India has shown improvement in reducing child stunting but with 46.6 million stunted children, the country is home to over 30.9% of all stunted children under five--the highest in the world.
Increased
food security and access has led to fewer malnourished and anaemic
Indians in 2017 than in the preceding decade, but India needs to do
much more to meet its nutrition goals, the 2018 Global Nutrition
Report (GNR 2018) has shown.
India
is not on track to achieve any of the World
Health Organization’s (WHO) nine nutrition goals--reduce child
overweight, wasting and stunting, diabetes among women and men,
anaemia in women of reproductive age and obesity among women and men,
and increase exclusive breastfeeding--by 2025, says the report.
The
nine goals were adopted by WHO member countries in 2012 and 2013 to
reduce all forms of malnutrition by 2025.
The
fifth such report, compiled by GNR’s Independent Expert Group
comprising academics, researchers and government representatives, was
released at the ‘Accelerating the End of Hunger and Malnutrition’
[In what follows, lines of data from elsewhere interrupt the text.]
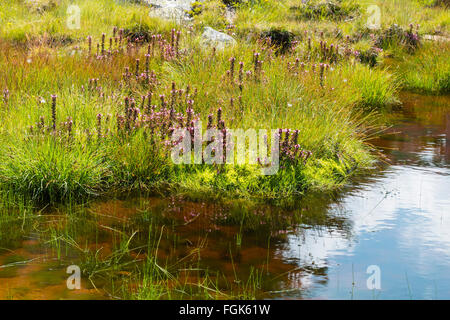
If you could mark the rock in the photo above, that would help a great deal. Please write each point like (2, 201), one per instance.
(170, 9)
(220, 40)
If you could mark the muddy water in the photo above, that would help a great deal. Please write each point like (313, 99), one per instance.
(396, 221)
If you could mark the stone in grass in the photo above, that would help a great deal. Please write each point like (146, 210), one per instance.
(170, 9)
(219, 40)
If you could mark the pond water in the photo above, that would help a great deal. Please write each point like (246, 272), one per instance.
(396, 221)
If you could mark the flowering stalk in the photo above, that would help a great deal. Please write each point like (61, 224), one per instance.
(54, 112)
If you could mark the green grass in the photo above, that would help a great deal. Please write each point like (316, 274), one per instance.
(428, 70)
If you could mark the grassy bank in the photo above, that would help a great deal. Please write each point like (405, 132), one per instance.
(87, 118)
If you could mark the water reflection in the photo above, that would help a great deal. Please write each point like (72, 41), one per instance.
(400, 219)
(397, 218)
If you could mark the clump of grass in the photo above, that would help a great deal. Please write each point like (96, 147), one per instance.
(427, 70)
(45, 171)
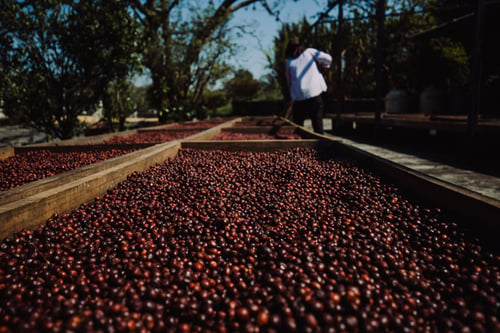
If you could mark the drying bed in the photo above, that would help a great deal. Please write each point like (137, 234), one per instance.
(26, 167)
(298, 240)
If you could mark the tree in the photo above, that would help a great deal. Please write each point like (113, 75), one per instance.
(243, 86)
(58, 57)
(176, 35)
(120, 100)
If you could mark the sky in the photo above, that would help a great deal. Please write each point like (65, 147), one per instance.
(266, 27)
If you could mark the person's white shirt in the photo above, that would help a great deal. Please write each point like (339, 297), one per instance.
(304, 78)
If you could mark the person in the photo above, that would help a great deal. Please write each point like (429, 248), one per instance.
(306, 83)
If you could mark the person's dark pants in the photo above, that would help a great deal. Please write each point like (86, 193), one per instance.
(311, 108)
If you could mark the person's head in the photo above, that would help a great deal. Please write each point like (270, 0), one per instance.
(293, 49)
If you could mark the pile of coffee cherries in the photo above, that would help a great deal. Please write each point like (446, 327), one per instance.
(257, 136)
(215, 241)
(150, 137)
(30, 166)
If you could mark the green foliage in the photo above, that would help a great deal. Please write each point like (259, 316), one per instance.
(120, 100)
(57, 58)
(242, 87)
(410, 63)
(215, 99)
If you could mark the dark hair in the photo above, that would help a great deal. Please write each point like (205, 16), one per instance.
(294, 49)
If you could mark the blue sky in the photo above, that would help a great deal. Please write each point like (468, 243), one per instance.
(251, 56)
(264, 27)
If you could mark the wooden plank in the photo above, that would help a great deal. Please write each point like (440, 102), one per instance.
(41, 185)
(83, 148)
(471, 207)
(34, 210)
(260, 129)
(212, 132)
(6, 153)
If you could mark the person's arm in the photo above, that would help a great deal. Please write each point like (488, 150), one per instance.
(323, 58)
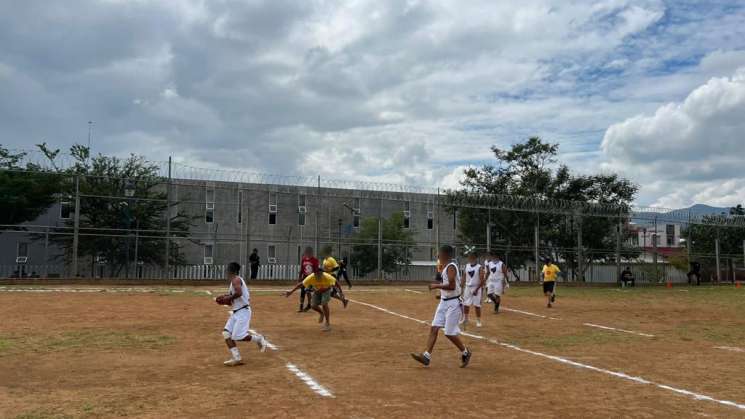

conference in Bangkok, Thailand on November 29, 2018. The conference
was jointly organised by the International Food Policy Research
Institute (IFPRI) and the Food and Agriculture Organization (FAO) of
the United Nations.
India
has shown improvement in reducing child stunting but with 46.6
million stunted children, according to the report, the country is
home to over 30.9% of all stunted children under five--the highest in
the world.
India,
however, has shown no progress or declining parameters related to six
other global nutrition goals (information on two goals is not
available).
Only
94 of 194 countries are on track to achieve at least one of the nine
global nutrition targets, says the report. “While [globally] there
has been progress in reduction of stunting, there has been slow
reduction of anaemia and underweight in women while overweight and
obesity is getting worse,” said Corinna Hawkes, co-chair of the
report and Director of the Centre for Food Policy, at the release of
the report.
India
reduces numbers of undernourished, but still bears 23.8% of the
global burden of malnourishment
India
had 195.9 million undernourished people--or people with chronic
nutritional deficiency--in 2015-17, down from 204.1 million in
2005-07, according to FAO data. The prevalence of undernourishment
has also gone down from 20.7% in 2005-07 to 14.8% in 2015-17.
India,
however, still accounts for 23.8% of the global burden of
malnourishment, and has the second-highest estimated number of
undernourished people in the world after China, according to FAO.